Trump loves Europe’s rate cuts. Why the Fed should take cover.

The European Central Bank, right, is pictured in Frankfurt, Germany, The ECB delivers its latest interest-rate decision on Thursday. (Photo: AP)
The European Central Bank, right, is pictured in Frankfurt, Germany, The ECB delivers its latest interest-rate decision on Thursday. (Photo: AP)
Summary

The ECB is widely expected to lower interest rates for the eighth consecutive meeting.

President Donald Trump reignited his campaign to get Federal Reserve Chair Jerome Powell to lower interest rates, holding up the European Central Bank as an example of how it should be done.

Well, the ECB is widely expected to lower rates again Thursday for an eighth consecutive meeting, bringing the key rate down by two percentage points since this time last year. The Fed, by contrast, delivered one point of cuts over the course of three meetings starting in September and has been on pause since December.

Trump noted those divergent paths after economic data showed weak U.S. hiring in May—ADP’s private payrolls report showed 37,000 jobs were added in May, down from a revised 60,000 in April.

“‘Too Late’ Powell must now LOWER THE RATE. He is unbelievable!!!" Trump posted on social media. He noted that Europe had already lowered rates more.

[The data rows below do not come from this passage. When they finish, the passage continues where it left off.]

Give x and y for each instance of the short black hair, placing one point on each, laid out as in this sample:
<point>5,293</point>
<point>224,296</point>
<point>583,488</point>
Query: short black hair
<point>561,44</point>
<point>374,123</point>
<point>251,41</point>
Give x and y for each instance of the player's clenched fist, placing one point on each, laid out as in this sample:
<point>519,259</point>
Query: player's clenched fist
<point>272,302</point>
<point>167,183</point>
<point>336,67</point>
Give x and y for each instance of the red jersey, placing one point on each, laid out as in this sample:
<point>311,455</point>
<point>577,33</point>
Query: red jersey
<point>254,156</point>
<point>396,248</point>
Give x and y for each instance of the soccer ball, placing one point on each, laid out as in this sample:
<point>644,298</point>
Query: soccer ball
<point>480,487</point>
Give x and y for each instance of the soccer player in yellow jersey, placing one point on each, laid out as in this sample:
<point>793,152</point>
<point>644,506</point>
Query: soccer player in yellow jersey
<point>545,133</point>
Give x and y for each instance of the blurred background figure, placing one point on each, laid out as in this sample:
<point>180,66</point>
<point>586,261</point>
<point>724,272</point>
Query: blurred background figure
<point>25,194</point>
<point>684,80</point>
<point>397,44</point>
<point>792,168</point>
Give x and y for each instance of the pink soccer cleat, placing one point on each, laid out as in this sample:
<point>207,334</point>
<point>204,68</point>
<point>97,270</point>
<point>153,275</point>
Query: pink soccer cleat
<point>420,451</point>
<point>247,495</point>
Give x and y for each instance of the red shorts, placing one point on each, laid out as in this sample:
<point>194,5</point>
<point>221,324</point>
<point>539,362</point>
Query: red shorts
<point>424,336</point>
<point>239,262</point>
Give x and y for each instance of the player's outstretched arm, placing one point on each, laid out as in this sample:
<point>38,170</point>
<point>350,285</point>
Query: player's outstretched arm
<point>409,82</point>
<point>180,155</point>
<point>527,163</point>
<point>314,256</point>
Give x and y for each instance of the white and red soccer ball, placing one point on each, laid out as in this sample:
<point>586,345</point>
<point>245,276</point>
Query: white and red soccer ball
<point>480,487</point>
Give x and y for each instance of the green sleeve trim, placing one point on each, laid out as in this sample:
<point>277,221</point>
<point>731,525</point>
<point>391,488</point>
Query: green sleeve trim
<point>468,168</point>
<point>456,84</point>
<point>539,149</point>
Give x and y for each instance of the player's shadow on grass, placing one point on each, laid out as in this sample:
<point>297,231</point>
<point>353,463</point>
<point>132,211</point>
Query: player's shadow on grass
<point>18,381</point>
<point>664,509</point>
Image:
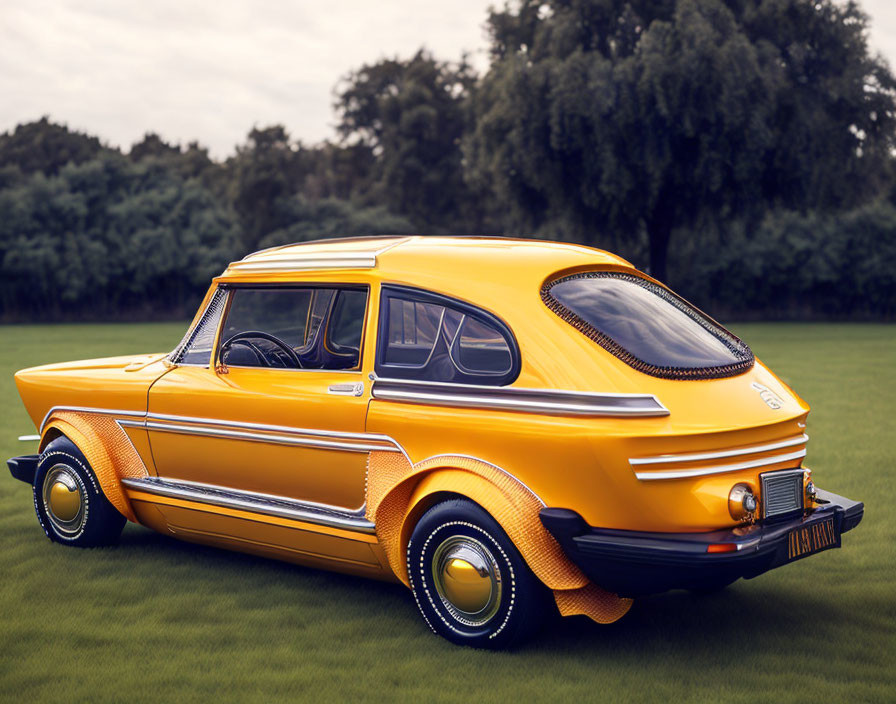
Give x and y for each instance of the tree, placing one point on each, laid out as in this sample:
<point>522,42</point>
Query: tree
<point>625,116</point>
<point>45,147</point>
<point>411,116</point>
<point>264,171</point>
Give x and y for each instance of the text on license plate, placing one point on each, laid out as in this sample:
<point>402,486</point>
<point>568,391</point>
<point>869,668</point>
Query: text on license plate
<point>804,541</point>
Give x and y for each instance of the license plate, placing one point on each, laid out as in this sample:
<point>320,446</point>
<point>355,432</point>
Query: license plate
<point>811,539</point>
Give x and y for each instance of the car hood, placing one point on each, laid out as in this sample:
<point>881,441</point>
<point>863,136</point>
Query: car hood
<point>119,383</point>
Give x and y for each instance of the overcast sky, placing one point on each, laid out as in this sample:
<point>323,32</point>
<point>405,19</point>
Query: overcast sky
<point>211,70</point>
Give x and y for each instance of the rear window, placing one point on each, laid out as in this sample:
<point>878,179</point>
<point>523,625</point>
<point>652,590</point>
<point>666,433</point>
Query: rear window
<point>647,326</point>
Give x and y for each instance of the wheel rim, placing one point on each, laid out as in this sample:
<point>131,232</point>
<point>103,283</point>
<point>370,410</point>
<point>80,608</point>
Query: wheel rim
<point>467,579</point>
<point>64,499</point>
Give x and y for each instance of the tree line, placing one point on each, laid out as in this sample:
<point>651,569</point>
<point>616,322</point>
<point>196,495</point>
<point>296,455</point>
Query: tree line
<point>740,150</point>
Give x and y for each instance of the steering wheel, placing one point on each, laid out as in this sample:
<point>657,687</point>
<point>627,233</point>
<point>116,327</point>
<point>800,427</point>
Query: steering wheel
<point>241,337</point>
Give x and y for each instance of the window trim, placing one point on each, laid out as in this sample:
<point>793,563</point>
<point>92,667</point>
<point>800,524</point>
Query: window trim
<point>193,330</point>
<point>738,347</point>
<point>230,287</point>
<point>411,293</point>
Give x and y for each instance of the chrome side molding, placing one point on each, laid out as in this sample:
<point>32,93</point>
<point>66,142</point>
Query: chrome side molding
<point>511,398</point>
<point>253,502</point>
<point>258,432</point>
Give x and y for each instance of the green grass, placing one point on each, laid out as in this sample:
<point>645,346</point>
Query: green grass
<point>156,620</point>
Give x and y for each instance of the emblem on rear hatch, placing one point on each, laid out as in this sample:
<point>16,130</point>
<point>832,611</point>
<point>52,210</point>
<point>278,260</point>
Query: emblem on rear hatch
<point>772,400</point>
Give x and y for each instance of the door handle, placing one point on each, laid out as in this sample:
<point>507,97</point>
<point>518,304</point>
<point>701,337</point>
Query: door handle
<point>351,388</point>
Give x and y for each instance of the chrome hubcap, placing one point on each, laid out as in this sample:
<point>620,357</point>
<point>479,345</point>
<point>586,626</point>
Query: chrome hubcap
<point>467,579</point>
<point>63,494</point>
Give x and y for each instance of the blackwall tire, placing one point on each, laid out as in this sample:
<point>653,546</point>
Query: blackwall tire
<point>470,582</point>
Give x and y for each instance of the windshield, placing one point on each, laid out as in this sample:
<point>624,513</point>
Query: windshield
<point>647,326</point>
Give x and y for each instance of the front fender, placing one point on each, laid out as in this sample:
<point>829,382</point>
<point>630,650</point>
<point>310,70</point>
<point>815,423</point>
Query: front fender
<point>106,448</point>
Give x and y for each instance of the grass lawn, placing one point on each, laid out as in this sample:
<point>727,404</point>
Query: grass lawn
<point>154,620</point>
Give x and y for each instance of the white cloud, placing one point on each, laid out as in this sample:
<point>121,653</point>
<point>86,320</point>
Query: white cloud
<point>206,70</point>
<point>210,71</point>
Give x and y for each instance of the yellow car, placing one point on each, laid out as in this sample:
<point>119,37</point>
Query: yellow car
<point>502,425</point>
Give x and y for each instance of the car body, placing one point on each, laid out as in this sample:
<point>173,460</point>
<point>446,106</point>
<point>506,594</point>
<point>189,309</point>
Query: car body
<point>589,434</point>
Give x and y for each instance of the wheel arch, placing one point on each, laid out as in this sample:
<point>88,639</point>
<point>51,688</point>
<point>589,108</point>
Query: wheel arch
<point>399,493</point>
<point>106,448</point>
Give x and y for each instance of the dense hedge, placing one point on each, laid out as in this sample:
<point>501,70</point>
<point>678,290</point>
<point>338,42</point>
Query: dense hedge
<point>795,266</point>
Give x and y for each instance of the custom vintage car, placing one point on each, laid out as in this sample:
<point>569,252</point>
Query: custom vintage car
<point>507,427</point>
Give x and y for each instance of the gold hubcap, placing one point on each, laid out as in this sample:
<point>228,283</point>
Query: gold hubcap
<point>466,586</point>
<point>467,579</point>
<point>63,495</point>
<point>65,502</point>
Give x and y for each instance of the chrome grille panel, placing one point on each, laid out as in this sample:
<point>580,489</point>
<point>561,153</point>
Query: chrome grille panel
<point>730,459</point>
<point>782,492</point>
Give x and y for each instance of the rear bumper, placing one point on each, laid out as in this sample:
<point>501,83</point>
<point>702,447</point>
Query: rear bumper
<point>23,468</point>
<point>632,563</point>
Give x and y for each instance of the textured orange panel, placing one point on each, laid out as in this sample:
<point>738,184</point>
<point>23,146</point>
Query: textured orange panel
<point>107,449</point>
<point>391,481</point>
<point>592,601</point>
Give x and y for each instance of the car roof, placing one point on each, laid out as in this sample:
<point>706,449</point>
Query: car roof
<point>419,256</point>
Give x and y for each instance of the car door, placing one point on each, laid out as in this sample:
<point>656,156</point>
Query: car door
<point>278,408</point>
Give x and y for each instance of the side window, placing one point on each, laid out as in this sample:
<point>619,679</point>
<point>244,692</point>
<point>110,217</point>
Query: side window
<point>293,328</point>
<point>432,338</point>
<point>196,347</point>
<point>347,322</point>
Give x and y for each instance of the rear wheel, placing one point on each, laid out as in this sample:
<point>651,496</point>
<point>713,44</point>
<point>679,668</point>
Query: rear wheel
<point>470,582</point>
<point>70,505</point>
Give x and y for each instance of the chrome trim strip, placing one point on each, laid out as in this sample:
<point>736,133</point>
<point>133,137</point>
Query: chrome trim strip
<point>88,409</point>
<point>343,435</point>
<point>254,502</point>
<point>696,457</point>
<point>297,262</point>
<point>719,469</point>
<point>543,401</point>
<point>264,437</point>
<point>393,241</point>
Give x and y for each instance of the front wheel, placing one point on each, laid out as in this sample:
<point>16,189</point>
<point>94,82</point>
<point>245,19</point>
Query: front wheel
<point>470,582</point>
<point>70,505</point>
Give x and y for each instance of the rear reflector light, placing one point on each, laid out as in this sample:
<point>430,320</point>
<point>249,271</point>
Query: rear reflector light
<point>721,547</point>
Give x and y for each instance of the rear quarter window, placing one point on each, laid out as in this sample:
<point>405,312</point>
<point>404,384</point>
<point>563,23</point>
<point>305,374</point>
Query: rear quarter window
<point>429,337</point>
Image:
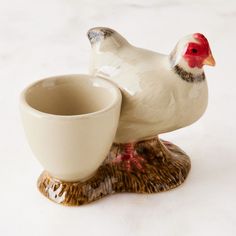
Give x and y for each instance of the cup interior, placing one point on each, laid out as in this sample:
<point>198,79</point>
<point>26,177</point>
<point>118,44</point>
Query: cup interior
<point>70,95</point>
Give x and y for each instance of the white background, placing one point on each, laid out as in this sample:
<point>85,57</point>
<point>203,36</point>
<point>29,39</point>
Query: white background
<point>48,37</point>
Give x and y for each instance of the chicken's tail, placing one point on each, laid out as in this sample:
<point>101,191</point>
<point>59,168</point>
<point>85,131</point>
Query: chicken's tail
<point>105,38</point>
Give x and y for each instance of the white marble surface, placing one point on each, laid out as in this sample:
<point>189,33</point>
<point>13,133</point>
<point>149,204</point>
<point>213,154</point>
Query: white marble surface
<point>48,37</point>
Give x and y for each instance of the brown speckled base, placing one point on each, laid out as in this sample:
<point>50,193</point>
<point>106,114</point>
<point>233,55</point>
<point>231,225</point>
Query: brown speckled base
<point>164,166</point>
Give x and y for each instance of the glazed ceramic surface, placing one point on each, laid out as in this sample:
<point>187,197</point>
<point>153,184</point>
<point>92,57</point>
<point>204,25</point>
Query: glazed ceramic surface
<point>161,93</point>
<point>70,122</point>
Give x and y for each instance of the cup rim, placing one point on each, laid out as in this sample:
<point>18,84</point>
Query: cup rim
<point>24,104</point>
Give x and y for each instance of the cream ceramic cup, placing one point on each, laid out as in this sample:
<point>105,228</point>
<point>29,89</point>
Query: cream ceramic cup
<point>70,122</point>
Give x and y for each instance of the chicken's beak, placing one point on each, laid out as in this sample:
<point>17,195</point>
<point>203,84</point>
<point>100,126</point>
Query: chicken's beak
<point>210,61</point>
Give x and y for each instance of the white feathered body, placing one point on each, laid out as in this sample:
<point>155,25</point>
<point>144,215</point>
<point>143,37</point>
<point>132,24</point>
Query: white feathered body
<point>155,99</point>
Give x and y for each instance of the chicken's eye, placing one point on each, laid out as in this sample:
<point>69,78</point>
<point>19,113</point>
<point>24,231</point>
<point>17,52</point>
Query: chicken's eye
<point>194,50</point>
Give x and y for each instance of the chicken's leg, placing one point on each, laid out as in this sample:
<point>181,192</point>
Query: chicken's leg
<point>129,158</point>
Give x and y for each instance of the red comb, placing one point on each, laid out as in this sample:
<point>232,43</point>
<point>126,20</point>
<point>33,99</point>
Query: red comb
<point>202,39</point>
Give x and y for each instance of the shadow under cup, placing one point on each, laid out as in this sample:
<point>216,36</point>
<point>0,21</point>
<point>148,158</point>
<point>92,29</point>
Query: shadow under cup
<point>70,122</point>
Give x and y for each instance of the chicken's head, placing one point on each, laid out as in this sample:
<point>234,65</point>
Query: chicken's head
<point>192,52</point>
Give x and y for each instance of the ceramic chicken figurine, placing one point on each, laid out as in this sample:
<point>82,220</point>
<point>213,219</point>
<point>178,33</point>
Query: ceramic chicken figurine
<point>161,93</point>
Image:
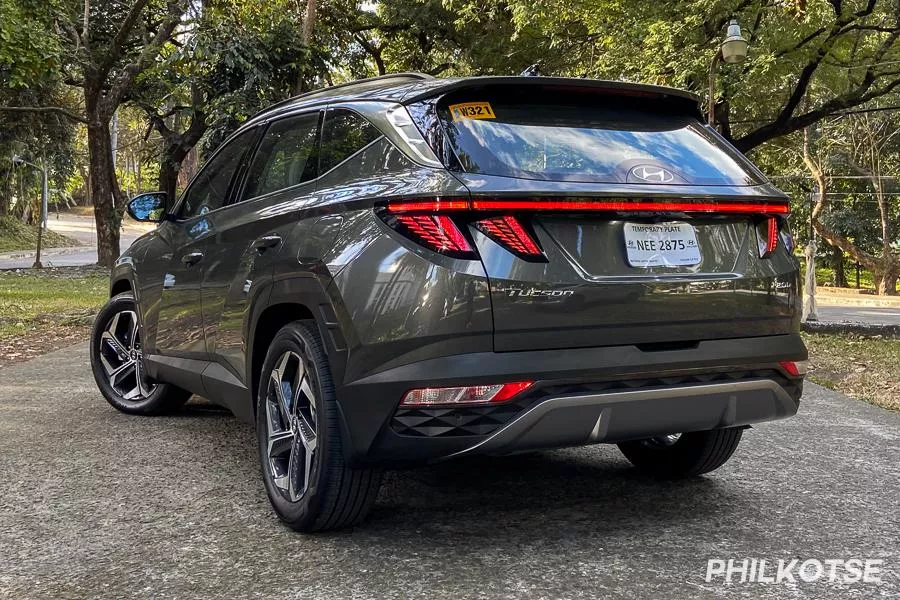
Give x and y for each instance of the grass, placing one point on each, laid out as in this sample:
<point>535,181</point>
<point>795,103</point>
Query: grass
<point>38,300</point>
<point>15,235</point>
<point>865,367</point>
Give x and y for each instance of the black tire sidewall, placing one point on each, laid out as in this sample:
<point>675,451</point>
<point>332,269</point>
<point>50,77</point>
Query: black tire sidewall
<point>300,337</point>
<point>695,453</point>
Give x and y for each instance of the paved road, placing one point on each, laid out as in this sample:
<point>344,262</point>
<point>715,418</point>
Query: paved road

The Fed declined to comment when contacted by Barron’s.

To be fair to Powell, the decisions for the ECB may have been more clear-cut, since the effects of macro uncertainty and the impact of Trump’s tariffs are more likely to damp prices in Europe while weighing on economic growth. By contrast, the tariffs may well fan inflation in the U.S. by increasing the cost of doing business.

Inflation in the 20-nation euro area slowed to 1.9% in May, below the ECB’s 2% target. The Fed’s preferred gauge of inflation has been declining but it’s still well above its goal—core PCE came in at 2.5% in April, according to data released last week.

“Weak inflation, the hit to euro area growth from U.S. tariffs on the European Union, and the risk of disinflationary spillovers in Europe from U.S. tariffs on China will see the ECB continue to cut rates," said Nomura economist Andrzej Szczepaniak. He sees the main ECB rate falling to 1.5% from the current 2.25% by September.

ECB President Christine Lagarde will hold a press conference in Frankfurt to explain the decision. The big question is how much further policy makers will be able to lower borrowing costs–some have argued that rates are low enough to not be restrictive to the economy and have opposed dropping them much further.

Markets are pricing in a near certainty that the ECB will bring its key rate to 2% on Thursday, according to LSEG data. The next quarter-point cut from the Fed—bringing the key U.S. rate to 4%-4.25%—isn’t expected until September, the CME FedWatch tool shows.

In any case, if the Fed does lower interest rates later this year, it will be playing catchup with the ECB.